Laith Khalaf, Head of Corporate Research at Hargreaves Lansdown says: “Employers should look long and hard at the lifestyling strategy used in their group pension schemes. These strategies have done very well to date but looking forward there is a big risk they will disappoint pension savers. Employers need to be aware of the advantages and drawbacks of their selected default approach.’
Of course as HL explains, lifestying should generally work in most market conditions and certainly proved to be a clever strategy (with hindsight of course) in recent years as bond prices have surged.
But HL warns that the last few months have seen a turnaround in fortunes for lifestyle funds however. “Markets are starting to contemplate the end of the international QE party as US policy makers have started to talk about ‘tapering’ stimulus measures. In response the 10-year gilt yield has risen from 1.65% at the beginning of May to 2.3% now. Over the same time lifestyle funds have fallen 5% in value.”
“The recent slide in the bond market may not be the start of a sustained trend as long as central banks keep interest rates low. However if and when yields start to rise, lifestyle fund investors are likely to suffer as a result.

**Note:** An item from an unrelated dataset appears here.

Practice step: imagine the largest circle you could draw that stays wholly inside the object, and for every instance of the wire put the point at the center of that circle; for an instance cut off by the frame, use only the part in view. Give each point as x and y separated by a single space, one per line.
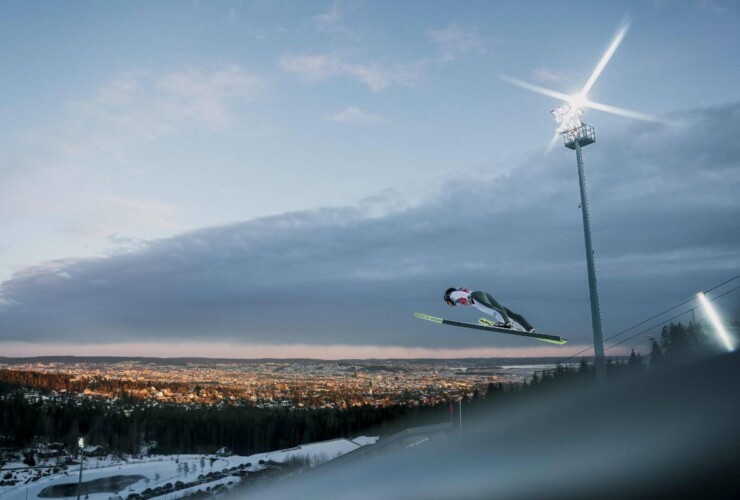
652 318
674 317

“It is difficult to quantify what the damage might be, much will depend on the extent and speed of any rise in yields. As an illustration, if yields were to rise quickly to pre-financial crisis levels (when the 10-year gilt yielded around 5%), it would not be unreasonable to expect a 25% fall in the value of a typical lifestyle fund.”
Mindful Money View:
Although this note is primarily aimed at employers, if you have concerns about this, it may be wise to check where and how you are invested in terms of any defined contribution workplace pension, though before a change in strategy or switch of fund, it is best to seek advice. That actually applies to your own investments not organised through your employer as well. It may be worth giving them the once over to check on your bond exposure and to see that you are comfortable whatever level of exposure you have.